Comprar en el Rastro es un arte, porque anda por medio el regateo. El regateo es la manera que se tiene allí de acotar el valor de unas cosas y trastos viejos cuyo valor a veces no conoce nadie. Hay quienes creen que los rastreros saben latín y quienes piensan que en el Rastro hay muchas gangas, que se les escapan a los rastreros, gentes sin cultivar y de limitada instrucción. Ninguna de las dos cosas son verdad. En pocos lugares es más exacto aquello de que todo lo sabemos entre todos y en pocos hay que ser más humilde. Para eso está el regateo.

En el Rastro hay muchas reglas, pero sirven de poco, porque hay igual número o más de excepciones. Pero la primera de todas es tratar al rastrero con respeto, y no ofrecer veinte si te ha pedido doscientos (claro que puede ocurrir que al ofrecerle veinte, te lo dé sin regatear, porque no vale ni dos). Otra regla es, en lo posible, no mostrar interés por nada y dejar el objeto, después de examinarlo, donde estaba, en el suelo, por ejemplo (en la mano las cosas aumentan de valor). Los tratos y regateos en el Rastro son como una partida de póquer con las reglas del mus, o aquello que decía Machado de los gitanos: se mienten, pero no se engañan. Tampoco se puede meter uno en el trato de otro, hasta que este no termina (y menos aún pujando)… Yo no sé cuántas reglas no escritas hay en el Rastro, muchas, como en la vida, y todas se interpretan como en la vida también, de oído, sin partitura.

UN LIBRO

Esa es probablemente la razón por la que ha tardado uno tantos años, más de treinta, en escribir este libro: porque va del Rastro tanto como de la vida, y ha tenido uno que escribirlo de oído. Para los amantes de los detalles exactos, en la primera parte se cuenta su historia con algún pormenor. En la segunda y tercera ha tratado uno de dilucidar la pasión que compartimos tantas personas en todo el mundo (al de Madrid acuden cada domingo entre cincuenta y cien mil). En la tercera se habla de algunos de los hallazgos curiosos que he hecho en el Rastro, objetos que comparecen en representación de todos los que ha comprado uno a lo largo de estos cuarenta años: un libro, un plato antiguo, un pequeño mueble, una tarjeta postal, un brazalete de marfil, un abrecartas, una pintura anónima…

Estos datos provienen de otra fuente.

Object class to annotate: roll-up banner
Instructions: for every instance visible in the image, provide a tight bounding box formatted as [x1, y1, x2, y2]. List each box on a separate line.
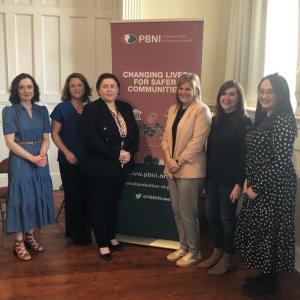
[111, 20, 203, 240]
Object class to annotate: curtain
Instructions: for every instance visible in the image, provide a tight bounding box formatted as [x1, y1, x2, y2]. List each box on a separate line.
[225, 0, 267, 106]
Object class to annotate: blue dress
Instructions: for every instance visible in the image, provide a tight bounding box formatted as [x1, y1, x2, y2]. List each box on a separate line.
[2, 103, 54, 233]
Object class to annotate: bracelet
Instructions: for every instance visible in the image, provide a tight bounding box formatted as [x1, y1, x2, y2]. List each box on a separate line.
[175, 159, 182, 168]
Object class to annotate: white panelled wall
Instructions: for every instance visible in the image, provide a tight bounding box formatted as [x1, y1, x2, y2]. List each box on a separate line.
[0, 0, 121, 189]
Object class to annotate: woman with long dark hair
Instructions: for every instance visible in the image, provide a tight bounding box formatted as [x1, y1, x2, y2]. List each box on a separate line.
[199, 80, 252, 275]
[50, 73, 91, 245]
[2, 73, 54, 261]
[236, 73, 297, 295]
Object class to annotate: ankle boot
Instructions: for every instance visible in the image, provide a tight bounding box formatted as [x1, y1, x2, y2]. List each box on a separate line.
[208, 253, 235, 275]
[198, 248, 224, 269]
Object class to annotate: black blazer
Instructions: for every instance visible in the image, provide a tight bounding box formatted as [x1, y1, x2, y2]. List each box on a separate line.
[81, 98, 139, 178]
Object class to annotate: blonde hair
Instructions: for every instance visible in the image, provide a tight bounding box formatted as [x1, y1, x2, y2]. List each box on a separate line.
[176, 73, 201, 104]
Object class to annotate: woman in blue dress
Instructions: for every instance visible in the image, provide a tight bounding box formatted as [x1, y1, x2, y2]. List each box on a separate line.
[50, 73, 91, 245]
[2, 73, 54, 261]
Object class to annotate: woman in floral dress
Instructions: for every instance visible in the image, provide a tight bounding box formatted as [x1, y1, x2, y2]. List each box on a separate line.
[236, 73, 297, 295]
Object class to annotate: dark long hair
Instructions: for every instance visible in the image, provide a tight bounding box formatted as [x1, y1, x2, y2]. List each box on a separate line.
[215, 80, 246, 124]
[8, 73, 40, 104]
[254, 73, 296, 128]
[61, 73, 92, 102]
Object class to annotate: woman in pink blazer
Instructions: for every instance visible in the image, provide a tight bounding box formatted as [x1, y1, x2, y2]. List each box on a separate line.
[162, 73, 211, 267]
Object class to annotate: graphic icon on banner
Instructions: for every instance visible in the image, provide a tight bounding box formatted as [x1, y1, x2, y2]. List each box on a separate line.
[132, 108, 143, 121]
[121, 33, 137, 45]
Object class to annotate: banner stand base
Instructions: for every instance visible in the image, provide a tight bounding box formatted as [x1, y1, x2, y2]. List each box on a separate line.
[116, 234, 179, 249]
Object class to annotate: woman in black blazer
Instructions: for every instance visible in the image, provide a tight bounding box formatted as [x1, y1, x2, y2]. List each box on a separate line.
[81, 73, 139, 260]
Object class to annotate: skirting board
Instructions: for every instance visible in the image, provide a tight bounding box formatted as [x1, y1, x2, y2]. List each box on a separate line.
[295, 246, 300, 273]
[117, 234, 179, 249]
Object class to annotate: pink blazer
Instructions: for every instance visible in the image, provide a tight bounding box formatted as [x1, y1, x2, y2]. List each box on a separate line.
[161, 101, 211, 178]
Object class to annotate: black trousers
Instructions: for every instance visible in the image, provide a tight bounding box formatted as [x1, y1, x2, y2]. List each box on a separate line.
[89, 177, 125, 247]
[59, 162, 91, 243]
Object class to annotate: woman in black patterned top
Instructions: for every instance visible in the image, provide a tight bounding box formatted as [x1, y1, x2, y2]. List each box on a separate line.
[236, 73, 297, 295]
[198, 80, 252, 275]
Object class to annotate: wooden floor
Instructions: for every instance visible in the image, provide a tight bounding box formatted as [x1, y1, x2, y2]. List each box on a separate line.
[0, 192, 300, 300]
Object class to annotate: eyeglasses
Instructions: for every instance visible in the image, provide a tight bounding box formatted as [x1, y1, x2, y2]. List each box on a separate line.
[257, 89, 275, 97]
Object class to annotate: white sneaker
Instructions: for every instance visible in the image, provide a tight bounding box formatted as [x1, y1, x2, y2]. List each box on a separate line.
[176, 252, 201, 267]
[167, 249, 186, 261]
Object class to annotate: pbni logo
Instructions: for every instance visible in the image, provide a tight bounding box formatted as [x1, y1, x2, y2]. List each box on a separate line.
[121, 33, 137, 45]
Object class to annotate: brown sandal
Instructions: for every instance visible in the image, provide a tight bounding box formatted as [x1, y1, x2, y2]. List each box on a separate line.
[13, 240, 31, 261]
[25, 232, 45, 252]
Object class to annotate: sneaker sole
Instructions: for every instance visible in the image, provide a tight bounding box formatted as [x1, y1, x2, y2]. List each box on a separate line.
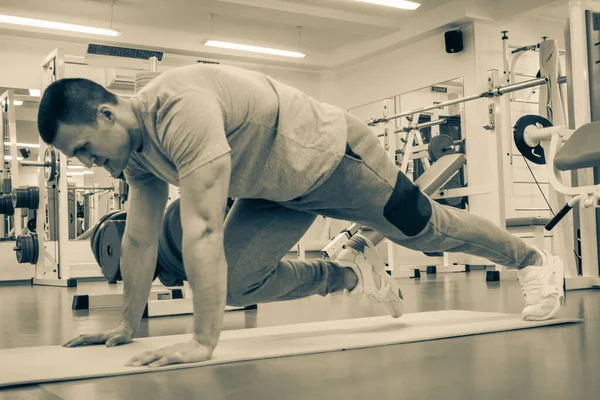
[523, 256, 565, 321]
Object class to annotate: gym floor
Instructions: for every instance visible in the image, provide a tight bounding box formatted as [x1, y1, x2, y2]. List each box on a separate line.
[0, 271, 600, 400]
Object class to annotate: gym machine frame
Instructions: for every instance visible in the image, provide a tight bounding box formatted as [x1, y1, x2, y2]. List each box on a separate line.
[0, 89, 22, 236]
[322, 64, 565, 280]
[23, 49, 102, 287]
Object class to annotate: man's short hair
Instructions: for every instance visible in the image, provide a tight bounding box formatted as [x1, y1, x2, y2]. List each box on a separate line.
[38, 78, 117, 144]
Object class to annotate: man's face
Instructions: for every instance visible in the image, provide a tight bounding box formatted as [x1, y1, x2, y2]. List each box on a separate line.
[52, 112, 131, 177]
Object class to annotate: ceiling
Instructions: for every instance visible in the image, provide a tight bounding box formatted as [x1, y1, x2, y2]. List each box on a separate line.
[0, 0, 564, 70]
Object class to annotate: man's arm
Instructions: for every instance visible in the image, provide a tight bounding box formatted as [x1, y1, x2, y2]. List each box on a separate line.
[179, 154, 231, 354]
[121, 179, 169, 336]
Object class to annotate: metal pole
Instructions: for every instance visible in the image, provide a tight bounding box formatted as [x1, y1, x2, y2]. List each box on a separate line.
[149, 57, 158, 72]
[408, 118, 448, 132]
[69, 186, 114, 190]
[377, 118, 448, 137]
[19, 161, 50, 167]
[491, 77, 548, 96]
[366, 77, 566, 126]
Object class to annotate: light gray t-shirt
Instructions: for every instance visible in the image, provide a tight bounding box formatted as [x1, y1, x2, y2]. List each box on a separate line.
[125, 64, 347, 201]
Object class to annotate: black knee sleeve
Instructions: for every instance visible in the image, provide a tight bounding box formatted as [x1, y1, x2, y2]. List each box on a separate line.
[383, 172, 431, 236]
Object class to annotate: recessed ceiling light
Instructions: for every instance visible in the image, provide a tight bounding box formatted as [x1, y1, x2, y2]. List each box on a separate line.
[358, 0, 421, 10]
[0, 14, 121, 36]
[204, 40, 306, 58]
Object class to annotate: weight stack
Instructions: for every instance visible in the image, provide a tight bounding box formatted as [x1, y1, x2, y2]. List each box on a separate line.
[0, 178, 12, 194]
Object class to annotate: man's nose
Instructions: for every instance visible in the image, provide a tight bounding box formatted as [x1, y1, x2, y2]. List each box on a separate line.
[77, 155, 94, 168]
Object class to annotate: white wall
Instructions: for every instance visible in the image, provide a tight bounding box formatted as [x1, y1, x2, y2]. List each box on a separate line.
[0, 35, 321, 98]
[322, 25, 475, 109]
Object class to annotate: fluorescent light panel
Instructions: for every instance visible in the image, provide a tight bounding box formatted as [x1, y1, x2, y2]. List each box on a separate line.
[358, 0, 421, 10]
[204, 40, 306, 58]
[67, 171, 94, 176]
[0, 14, 121, 36]
[4, 142, 40, 148]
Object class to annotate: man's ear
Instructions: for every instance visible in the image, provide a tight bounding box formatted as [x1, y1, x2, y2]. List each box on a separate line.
[98, 104, 115, 124]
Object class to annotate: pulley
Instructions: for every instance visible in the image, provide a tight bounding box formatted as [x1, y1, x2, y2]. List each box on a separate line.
[513, 115, 552, 164]
[427, 134, 456, 162]
[13, 233, 39, 265]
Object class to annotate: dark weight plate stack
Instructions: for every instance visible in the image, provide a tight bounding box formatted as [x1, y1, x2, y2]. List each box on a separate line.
[98, 220, 125, 282]
[0, 194, 15, 215]
[14, 233, 39, 265]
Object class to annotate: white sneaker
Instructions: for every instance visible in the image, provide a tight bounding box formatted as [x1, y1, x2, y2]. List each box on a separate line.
[517, 247, 565, 321]
[335, 238, 403, 318]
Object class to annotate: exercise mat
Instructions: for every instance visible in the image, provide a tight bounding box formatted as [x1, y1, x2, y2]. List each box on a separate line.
[0, 311, 581, 387]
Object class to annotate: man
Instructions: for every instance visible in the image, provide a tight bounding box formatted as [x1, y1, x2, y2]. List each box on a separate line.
[38, 65, 563, 367]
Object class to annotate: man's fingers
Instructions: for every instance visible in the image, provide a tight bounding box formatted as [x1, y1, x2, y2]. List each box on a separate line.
[106, 335, 126, 347]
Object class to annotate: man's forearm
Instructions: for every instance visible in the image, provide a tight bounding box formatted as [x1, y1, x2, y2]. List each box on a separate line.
[183, 233, 227, 350]
[121, 235, 158, 335]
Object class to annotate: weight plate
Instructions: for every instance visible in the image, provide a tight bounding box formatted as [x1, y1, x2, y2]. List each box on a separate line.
[0, 178, 12, 194]
[513, 115, 552, 164]
[0, 194, 15, 215]
[163, 199, 183, 260]
[438, 179, 464, 207]
[98, 220, 125, 282]
[427, 134, 455, 162]
[12, 188, 29, 208]
[27, 218, 37, 232]
[90, 211, 122, 265]
[14, 233, 39, 264]
[44, 147, 57, 182]
[27, 186, 40, 210]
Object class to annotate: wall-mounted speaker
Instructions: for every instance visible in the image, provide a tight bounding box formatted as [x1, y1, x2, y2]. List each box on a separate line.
[444, 31, 464, 54]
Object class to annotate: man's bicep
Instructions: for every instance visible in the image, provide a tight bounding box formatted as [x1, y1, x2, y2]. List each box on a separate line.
[179, 154, 231, 238]
[125, 178, 169, 245]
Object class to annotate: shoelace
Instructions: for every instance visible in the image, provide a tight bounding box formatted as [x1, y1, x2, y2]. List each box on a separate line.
[520, 273, 542, 304]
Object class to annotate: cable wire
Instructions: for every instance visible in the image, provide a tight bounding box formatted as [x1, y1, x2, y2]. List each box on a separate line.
[523, 157, 556, 216]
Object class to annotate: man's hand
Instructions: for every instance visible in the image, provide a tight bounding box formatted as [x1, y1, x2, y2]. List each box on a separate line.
[125, 339, 213, 368]
[63, 325, 133, 347]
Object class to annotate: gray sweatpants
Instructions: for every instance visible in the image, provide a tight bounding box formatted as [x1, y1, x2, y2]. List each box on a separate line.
[225, 115, 530, 306]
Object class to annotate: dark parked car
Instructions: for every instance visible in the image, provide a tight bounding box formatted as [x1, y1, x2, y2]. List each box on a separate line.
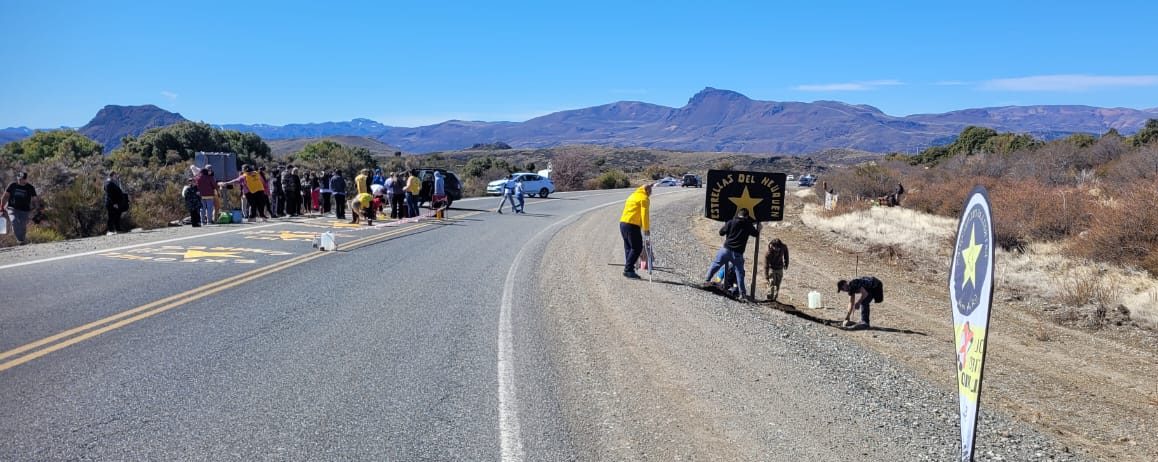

Cada uno tiene su historia y forman a su modo, mucho más modestamente, “la casa de la vida”, por emplear la expresión de Mario Praz. En realidad, más que las cosas, le interesan a uno, decía al principio, las historias que vienen con ellas, las historia a que dan lugar. Y en la cuarta, una corta selección de fotos de las miles que he hecho, con sus historias, esas que justifican levantarse a las siete de la mañana los domingos de estos últimos cuarenta años.